Just yesterday, Winslow and I were trying so hard to get in a conversation. Que the crying baby, the little one who wants to tell us about something, and then I stepped backwards and stepped on a Thomas the train. I cursed and looked at Winslow, and thankfully he grabbed me and gave me a big hug. Right there, I asked him if we could run away, just him and I. I was joking, well kind of.
It's hard right now. I'll say that. It's busy, it's tight, it's hard to not have the extra help... but we'll be ok. It's a season, and seasons come and go, as we all know. Right now is hard, but I have to remind myself that my role at home is important and valuable.
Poor baby number three is the typical cliche. When Noah was a baby, I wrote monthly blog posts about his development and day to day life, Wesley is lucky if I've written one! I may not have the time to devote individual attention to him, but I know that he is just as happy and well developed as Noah was at this age.
While he doesn't get the monthly posts, I know that he is happy and surrounded by so much love everyday. Wesley's days are full of adventure and discovery. At 10 months, Wesley decided that it would be a good time to start walking.

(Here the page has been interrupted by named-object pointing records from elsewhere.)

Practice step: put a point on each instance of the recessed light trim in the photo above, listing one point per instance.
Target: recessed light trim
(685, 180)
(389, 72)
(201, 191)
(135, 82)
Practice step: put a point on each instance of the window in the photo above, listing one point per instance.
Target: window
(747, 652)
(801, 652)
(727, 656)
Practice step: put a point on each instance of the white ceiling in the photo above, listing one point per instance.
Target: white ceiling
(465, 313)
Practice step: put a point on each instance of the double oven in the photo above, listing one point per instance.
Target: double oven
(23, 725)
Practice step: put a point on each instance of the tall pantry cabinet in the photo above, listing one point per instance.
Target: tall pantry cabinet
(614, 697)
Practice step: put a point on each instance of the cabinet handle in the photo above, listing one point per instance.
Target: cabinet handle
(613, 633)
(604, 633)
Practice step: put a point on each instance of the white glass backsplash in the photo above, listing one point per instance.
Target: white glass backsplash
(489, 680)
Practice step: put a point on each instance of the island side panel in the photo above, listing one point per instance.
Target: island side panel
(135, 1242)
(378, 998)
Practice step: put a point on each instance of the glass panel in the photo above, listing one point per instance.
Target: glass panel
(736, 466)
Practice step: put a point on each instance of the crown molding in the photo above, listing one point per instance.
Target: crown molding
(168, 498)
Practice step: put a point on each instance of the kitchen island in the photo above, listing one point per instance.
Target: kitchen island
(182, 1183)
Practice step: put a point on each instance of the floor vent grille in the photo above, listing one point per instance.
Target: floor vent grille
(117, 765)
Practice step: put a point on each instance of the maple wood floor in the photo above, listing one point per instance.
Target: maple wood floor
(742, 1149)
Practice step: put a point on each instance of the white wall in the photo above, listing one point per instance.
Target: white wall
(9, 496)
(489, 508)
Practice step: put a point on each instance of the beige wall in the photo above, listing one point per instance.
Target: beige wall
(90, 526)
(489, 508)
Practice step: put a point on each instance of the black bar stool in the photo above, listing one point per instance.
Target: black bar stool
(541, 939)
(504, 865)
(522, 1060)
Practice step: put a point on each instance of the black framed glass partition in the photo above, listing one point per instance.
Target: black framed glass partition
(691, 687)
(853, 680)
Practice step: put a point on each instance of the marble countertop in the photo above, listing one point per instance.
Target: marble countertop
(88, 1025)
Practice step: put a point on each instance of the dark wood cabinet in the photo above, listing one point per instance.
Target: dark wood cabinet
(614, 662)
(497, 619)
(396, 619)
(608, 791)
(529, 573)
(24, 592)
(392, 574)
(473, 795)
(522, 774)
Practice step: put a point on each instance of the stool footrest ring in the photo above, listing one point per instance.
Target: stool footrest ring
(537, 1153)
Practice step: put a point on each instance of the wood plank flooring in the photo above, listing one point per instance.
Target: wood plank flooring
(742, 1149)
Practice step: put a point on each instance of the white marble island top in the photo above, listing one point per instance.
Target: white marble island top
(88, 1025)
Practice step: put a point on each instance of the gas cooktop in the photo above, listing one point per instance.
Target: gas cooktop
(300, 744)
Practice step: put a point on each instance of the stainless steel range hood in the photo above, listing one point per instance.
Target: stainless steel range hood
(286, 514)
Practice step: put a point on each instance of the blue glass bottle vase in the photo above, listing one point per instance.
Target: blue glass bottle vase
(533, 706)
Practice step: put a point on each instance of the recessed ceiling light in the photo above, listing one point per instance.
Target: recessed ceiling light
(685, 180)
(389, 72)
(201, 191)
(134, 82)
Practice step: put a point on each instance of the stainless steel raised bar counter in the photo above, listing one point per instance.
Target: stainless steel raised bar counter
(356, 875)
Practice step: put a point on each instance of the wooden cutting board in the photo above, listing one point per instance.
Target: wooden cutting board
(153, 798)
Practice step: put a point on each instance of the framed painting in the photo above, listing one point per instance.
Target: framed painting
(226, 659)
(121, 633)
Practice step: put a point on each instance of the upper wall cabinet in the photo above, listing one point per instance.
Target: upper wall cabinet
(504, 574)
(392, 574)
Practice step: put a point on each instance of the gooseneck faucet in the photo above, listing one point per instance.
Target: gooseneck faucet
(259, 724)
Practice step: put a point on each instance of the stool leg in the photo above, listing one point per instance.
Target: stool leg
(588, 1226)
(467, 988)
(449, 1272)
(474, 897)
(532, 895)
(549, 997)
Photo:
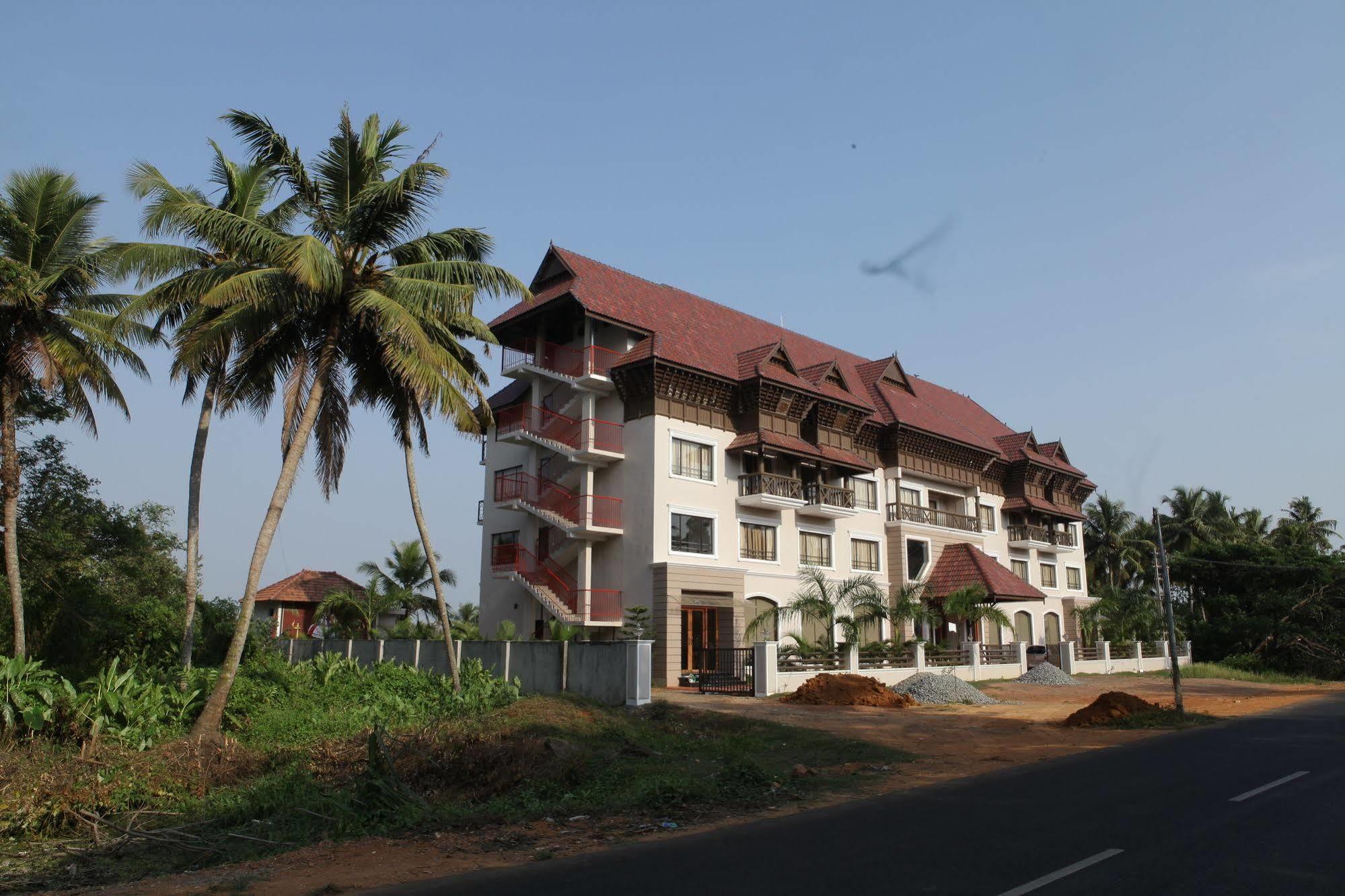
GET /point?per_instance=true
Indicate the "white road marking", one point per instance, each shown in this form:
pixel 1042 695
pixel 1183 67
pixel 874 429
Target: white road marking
pixel 1265 788
pixel 1064 872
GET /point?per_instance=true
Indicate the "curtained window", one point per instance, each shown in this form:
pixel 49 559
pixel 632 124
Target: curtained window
pixel 693 535
pixel 814 550
pixel 692 459
pixel 864 555
pixel 756 542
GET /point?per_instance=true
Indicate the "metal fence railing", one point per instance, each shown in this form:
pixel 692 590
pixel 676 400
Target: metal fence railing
pixel 885 660
pixel 998 655
pixel 817 663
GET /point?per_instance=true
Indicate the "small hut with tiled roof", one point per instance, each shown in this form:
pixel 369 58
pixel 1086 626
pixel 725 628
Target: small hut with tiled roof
pixel 291 602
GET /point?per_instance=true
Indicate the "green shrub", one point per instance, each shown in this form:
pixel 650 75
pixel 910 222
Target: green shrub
pixel 31 698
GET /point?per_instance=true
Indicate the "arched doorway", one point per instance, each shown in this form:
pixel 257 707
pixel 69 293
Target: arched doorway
pixel 1023 626
pixel 767 629
pixel 1052 622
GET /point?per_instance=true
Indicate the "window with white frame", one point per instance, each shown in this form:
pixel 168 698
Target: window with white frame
pixel 693 459
pixel 865 493
pixel 758 542
pixel 864 555
pixel 692 535
pixel 814 550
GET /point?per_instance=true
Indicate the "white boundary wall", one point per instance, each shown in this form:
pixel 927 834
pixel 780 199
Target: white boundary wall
pixel 782 683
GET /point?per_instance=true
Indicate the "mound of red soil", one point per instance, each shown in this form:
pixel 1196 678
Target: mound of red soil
pixel 848 691
pixel 1114 704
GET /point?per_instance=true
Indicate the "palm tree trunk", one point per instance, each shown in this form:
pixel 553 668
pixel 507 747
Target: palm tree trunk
pixel 9 485
pixel 211 718
pixel 198 462
pixel 433 563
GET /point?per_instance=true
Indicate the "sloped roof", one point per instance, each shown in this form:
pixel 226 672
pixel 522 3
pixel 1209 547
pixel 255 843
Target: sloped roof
pixel 962 566
pixel 797 446
pixel 1028 502
pixel 720 341
pixel 307 587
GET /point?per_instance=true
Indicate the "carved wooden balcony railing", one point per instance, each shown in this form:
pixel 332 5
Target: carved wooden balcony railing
pixel 1062 537
pixel 770 485
pixel 931 517
pixel 832 496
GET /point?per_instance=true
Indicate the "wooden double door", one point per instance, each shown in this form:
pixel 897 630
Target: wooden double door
pixel 700 637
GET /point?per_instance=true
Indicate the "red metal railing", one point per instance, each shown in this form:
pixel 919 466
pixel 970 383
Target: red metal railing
pixel 540 492
pixel 604 605
pixel 607 435
pixel 517 559
pixel 564 360
pixel 548 424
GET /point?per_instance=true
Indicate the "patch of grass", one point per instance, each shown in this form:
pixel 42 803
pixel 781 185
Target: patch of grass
pixel 540 757
pixel 1216 671
pixel 1165 718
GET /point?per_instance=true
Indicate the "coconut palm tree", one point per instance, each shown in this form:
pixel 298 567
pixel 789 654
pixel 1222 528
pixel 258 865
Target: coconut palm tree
pixel 1251 525
pixel 355 291
pixel 1304 525
pixel 408 570
pixel 187 274
pixel 1195 515
pixel 850 605
pixel 57 334
pixel 358 611
pixel 1112 539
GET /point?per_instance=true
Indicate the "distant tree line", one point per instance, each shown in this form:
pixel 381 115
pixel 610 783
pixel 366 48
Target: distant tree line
pixel 1262 593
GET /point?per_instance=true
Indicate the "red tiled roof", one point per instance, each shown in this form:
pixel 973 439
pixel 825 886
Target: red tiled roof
pixel 1028 502
pixel 962 566
pixel 713 338
pixel 307 587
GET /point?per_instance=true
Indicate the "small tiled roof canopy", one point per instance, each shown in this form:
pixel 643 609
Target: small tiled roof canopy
pixel 307 587
pixel 962 566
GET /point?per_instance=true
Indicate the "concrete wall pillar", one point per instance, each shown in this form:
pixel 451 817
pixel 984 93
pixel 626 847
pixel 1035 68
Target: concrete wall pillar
pixel 639 672
pixel 766 668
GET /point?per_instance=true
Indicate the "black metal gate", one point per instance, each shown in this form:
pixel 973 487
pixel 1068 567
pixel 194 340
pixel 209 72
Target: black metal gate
pixel 727 671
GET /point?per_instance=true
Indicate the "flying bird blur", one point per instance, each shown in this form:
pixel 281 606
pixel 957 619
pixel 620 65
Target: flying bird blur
pixel 900 266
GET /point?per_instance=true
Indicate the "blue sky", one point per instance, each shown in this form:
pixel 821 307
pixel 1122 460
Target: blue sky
pixel 1147 260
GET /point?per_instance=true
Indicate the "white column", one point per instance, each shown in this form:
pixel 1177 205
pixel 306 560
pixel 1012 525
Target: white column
pixel 766 668
pixel 639 672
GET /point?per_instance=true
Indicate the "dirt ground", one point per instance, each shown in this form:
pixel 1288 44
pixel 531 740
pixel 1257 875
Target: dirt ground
pixel 950 742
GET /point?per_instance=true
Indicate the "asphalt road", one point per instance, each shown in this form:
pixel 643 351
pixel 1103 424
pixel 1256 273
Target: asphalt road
pixel 1186 813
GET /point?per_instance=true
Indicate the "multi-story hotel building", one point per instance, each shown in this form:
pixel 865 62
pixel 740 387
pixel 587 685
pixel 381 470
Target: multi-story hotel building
pixel 657 449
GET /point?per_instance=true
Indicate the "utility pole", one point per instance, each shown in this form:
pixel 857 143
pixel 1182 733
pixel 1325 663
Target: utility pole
pixel 1168 609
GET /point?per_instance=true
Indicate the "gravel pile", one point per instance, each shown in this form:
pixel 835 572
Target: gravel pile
pixel 1048 675
pixel 930 689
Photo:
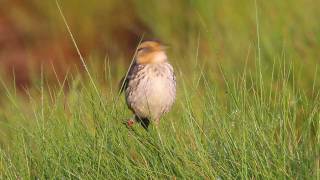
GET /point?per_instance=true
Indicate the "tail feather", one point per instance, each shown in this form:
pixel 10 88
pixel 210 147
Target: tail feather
pixel 145 122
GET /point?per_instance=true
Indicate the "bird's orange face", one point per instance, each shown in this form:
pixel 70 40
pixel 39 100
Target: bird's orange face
pixel 151 52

I suppose when you have older siblings and a dog to keep up with, it's only natural that you would want to move as fast as you can!
Some other things that Wesley loves are: music, clapping his hands, saying Dada (and sometimes Mama if he is really upset), going to storytime at the library, looking at the model trains at the library, and his dog Ryder. Some of his favourite foods include scrambled eggs, yoghurt, apple sauce, blueberries, spaghetti and chicken.
Our baby turns one next month, and I have all kinds of emotions regarding this milestone. In one way, I am excited to see how Wesley will continue to grow and change over time. On the other hand, I have a hard time in knowing that he is our last baby, and this is the last time I will be a mama to a baby. Regardless of the emotions, we will celebrate his day to the fullest and it will be a special day, all about him.
And so here we are, mid November and in the thick of our busy season. With two important birthdays on the horizon and Christmas just around the corner, I am really trying to take stock of what this season means to me, and also try to plan and organize where and when I can.
My mind is full... and it's almost overwhelming. I feel as though I really need to remind myself of what is most important right now, and let go of the other stuff.
And finally, a few photos of the children. I really wanted some Fall photos of the kids, and because of being sick, I kept pushing them back. Finally one day, I corralled them all together and just made it happen. They aren't my favourite photos, that's for sure. They feel forced and not natural (my main goal in photography these days is to make a natural portrait), but at the same time, I am happy to have a bit more of a "formal" portrait of the kids. If anything, these photos make me pause and say, when did they get so big?